Through her consulting Mary eventually came into contact with a local four–year college. Her skills and capabilities were recognized and Mary was offered a position in the college's admissions department. Specifically she is the Associate Director of the Women's External Degree (WED) program. This is a program for women whereby they can earn college credit, outside the normal classroom, and eventually earn a bachelors level degree. The women who enroll are non–traditional students. They are often older, have families, and are contending with more complex lives than 18–22 year olds. According to Mary, "The real task here is helping these women see the opportunity in WED. Although I must be careful to tell people when I don't think the program is right for them. Essentially, I help people reconstruct the realities they are presently living in. Most importantly I help them reconstruct how they perceive themselves."

After different academic and career paths Matt and Mary are now involved in the same type of work. Both see their studies in sociology as integral to success in that work.
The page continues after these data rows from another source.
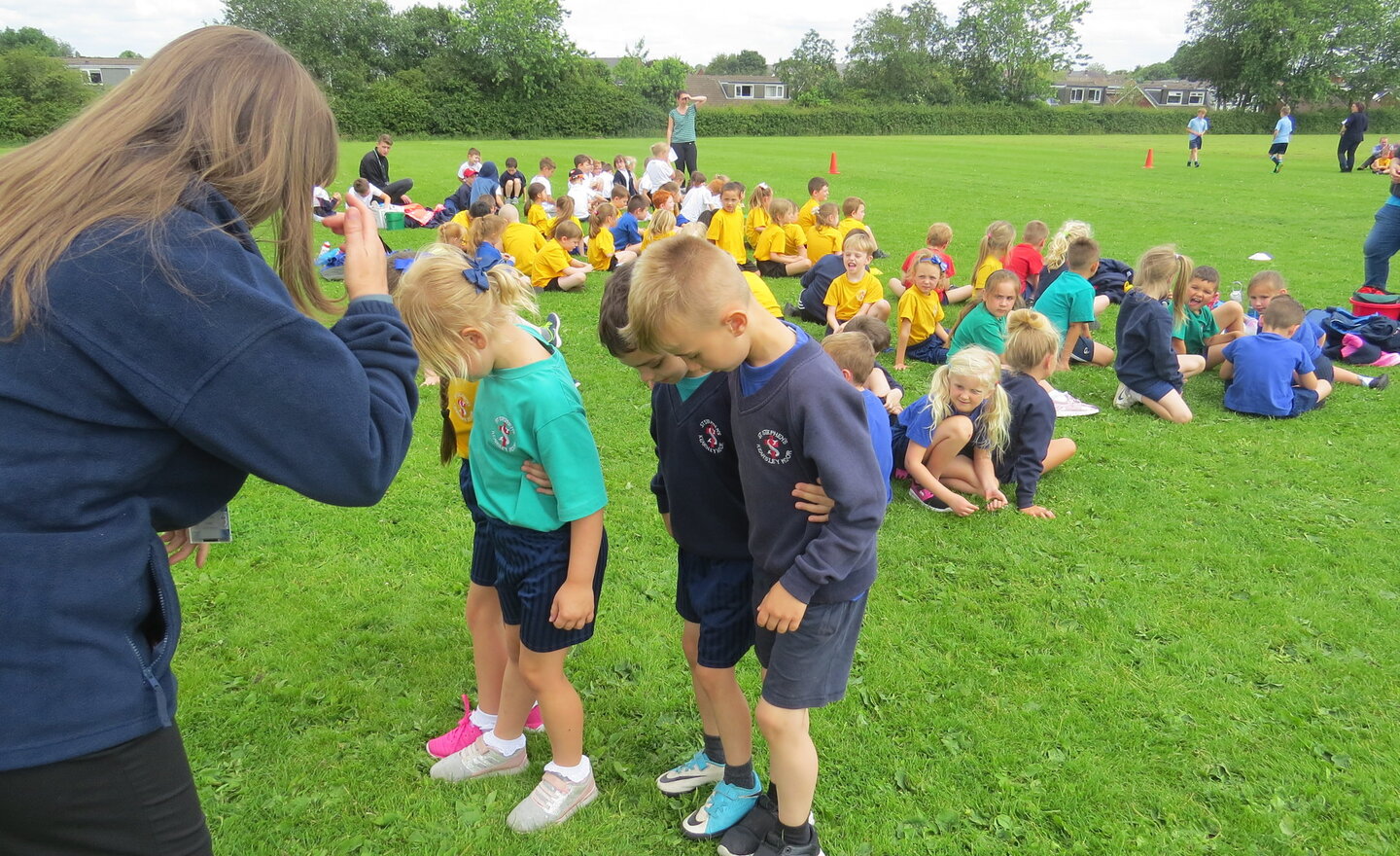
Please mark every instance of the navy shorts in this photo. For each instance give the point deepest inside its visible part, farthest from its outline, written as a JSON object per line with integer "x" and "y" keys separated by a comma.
{"x": 1082, "y": 350}
{"x": 1155, "y": 390}
{"x": 715, "y": 594}
{"x": 811, "y": 665}
{"x": 530, "y": 569}
{"x": 483, "y": 555}
{"x": 770, "y": 268}
{"x": 928, "y": 350}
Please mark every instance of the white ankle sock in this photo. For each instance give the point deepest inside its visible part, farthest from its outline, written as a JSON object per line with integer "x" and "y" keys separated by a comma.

Research is a constant part of what they do. "If you can't process data then you simply can't make sense out of the important trends," according to Matt. If the school is not continuously sensitive to its environment then its recruitment efforts would easily be misdirected. Original research is a must for this kind of work. For example, Mary developed a survey to be completed by all prospective students. This data provided clear direction for future marketing efforts.

While Matt and Mary are at different stages in their careers, Matt as a new Vice President and Mary as a first year Associate Director, both see exciting futures. They are both constantly observant of their work, themselves, and their environment. As a result they are in a position to dictate opportunity, to some degree. They are on top of what is happening. According to Mary, "My sociological perspective is now second nature to me. With this I feel as if I can always find a way to exert influence over the situation. I am not simply waiting for something to happen to me." According to Matt, "I'm in the position I'm in because of my ability to organize and be proactive in my environment. My discipline provides me with the frameworks and skills necessary to do this."

Matt's and Mary's careers must be seen as constantly developing. Neither expected at the outset to be where they are now. Yet here they are. And they are comfortable with both the quality of work life and financial rewards. Mary is in her first year and earns approximately $20,000. While not a lot, Mary is quick to point out, "there are many fringe benefits, especially for those who enjoy the collegiate atmosphere." Matt, with five to ten years of experience now earns $40,000 – $45,000. But more than money, they are in work which is intrinsically satisfying and for which the future is wide open.